Chaïm Soutine: his best paintings

    He may have lived squalidly, but the studious painter was no oik

    In the squalid ranks of the squalid painters who filled the free-drinking, free-wenching ranks of the so-called School of Paris, none was quite as spectacularly squalid as Chaïm Soutine (1893-1943). Indeed, I can’t think of a convincing rival to him for the title of Most Squalid Artist Ever.

    Soutine did all the terrible things that the rest of the School of Paris did, but where he came fully into his own was in the territory of hygiene, or rather the lack of it. A favourite story tells of him visiting a doctor in Paris to complain about a persistent earache. After checking him over, the doctor pulled out something from his ear. It turned out to be a clump of bed bugs that had been nesting there.

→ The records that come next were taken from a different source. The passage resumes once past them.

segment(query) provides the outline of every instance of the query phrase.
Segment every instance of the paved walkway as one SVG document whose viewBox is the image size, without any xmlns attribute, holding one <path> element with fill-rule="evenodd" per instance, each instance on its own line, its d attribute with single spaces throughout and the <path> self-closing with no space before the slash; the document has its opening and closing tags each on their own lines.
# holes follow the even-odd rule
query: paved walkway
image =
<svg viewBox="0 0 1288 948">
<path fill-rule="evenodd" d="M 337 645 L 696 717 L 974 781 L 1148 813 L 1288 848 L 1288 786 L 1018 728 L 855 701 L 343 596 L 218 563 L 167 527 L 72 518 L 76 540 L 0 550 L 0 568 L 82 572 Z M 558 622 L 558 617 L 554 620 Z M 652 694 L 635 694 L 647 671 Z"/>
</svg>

    While painting his famous Carcass of Beef, the stand-in crucifixion that is perhaps his masterpiece, Soutine ordered a flayed cow from the butcher and hung it in his studio for weeks while he painted and repainted it. When it began to stink, he went back to the abattoir for buckets of fresh blood, which he poured over the fly-infested corpse to keep it colourful and moist.

    And yet this spectacularly squalid painter managed to produce some of the most touching and unmistakable art of the early 20th century. There are plenty of expressionists in painting; none is quite as tangibly expressive as Soutine. Every touch tells a story. Every quiver is a quiver of emotion.

    Underrated

    Female Nude (Eve) (1933, detail)

    Soutine’s pal Modigliani painted lots of nudes, but Soutine gave us only this one. So rare and little known is it that it never features in any list of the best 20th-century undressings. Yet it’s as sensitive and touching as any work in the genre. With her big, clumsy hands, her vulnerable saggings, that expression of fearful timidity, Soutine’s only nude is as unsexy as a nude can be. Instead it’s a pioneering portrayal of discomforting nakedness. Francis Bacon and Lucian Freud were big fans.

    Unexpected hit

    Bellboy (1925)

    In 2017 the Courtauld Gallery in London mounted the first and only Soutine exhibition in Britain in living memory. It was devoted to his portraits of cooks, waiters and bellboys — the serving classes of 1920s Paris whose sad and spooky features seemed to say so much about harsh living and a lonely urban existence. The show was a surprise hit. Most memorable were the bellboys in their striking crimson livery who clambered about Soutine’s art like a troupe of polio victims.

    A Personal Favourite

    Still Life with Herring (1916)

    Soutine was Jewish. He grew up in extreme poverty in a shtetl in Russia, and food in his art has a sanctity to it that feels extreme. Painted in the middle of the First World War, this simple plate of fish is imbued with an enormous sense of meaning. Dried herrings were the cheap and staple food of the times, but Soutine turns them into sacrificial victims. The brilliant touch here is to turn the forks into a pair of sinister hands that are reaching up to strangle the terrified fish.

    One to miss

    Landscape with Figures, Céret (1922)

    In the foothills of the Pyrenees, just past Perpignan, sits the undistinguished village of Céret. It’s a dull place. Nothing happens there. But in the early 1920s Soutine lived in the village and painted some of the most agitated and uncomfortable landscapes in art. In a Soutine view, gales are always blowing, the trees are always bending and nature knots itself up like cabling in a phone exchange. These topsy-turvy village views are demanding. They can damage sensitive eyes.

    Go further

    Still Life with a Ray (1924)

    Soutine’s Still Life With a Ray was inspired by a painting of the same subject by Chardin that hangs in the Louvre. So colourful are the accounts of Soutine’s decrepitude that it’s easy to assume he was merely an oik: the wild man of art. But that isn’t so. He was among the Louvre’s more studious visitors, knew the collection intimately and sought in his work to progress its lessons and to modernise them. Admittedly, that isn’t immediately obvious!

    Go in deep

    Carcass of Beef (1925)

    There are ten versions of Soutine’s Carcass of Beef, and this one in the Albright-Knox Museum in Buffalo is the best. All were inspired by Rembrandt’s mighty Carcass of an Ox and, like the Rembrandt, all can be understood as stand-in crucifixions. Soutine paints a direct and discomfortingly pure encompassment of suffering. In the flesh the picture strikes you with its multicoloured beauty. Big influence on abstract expressionism.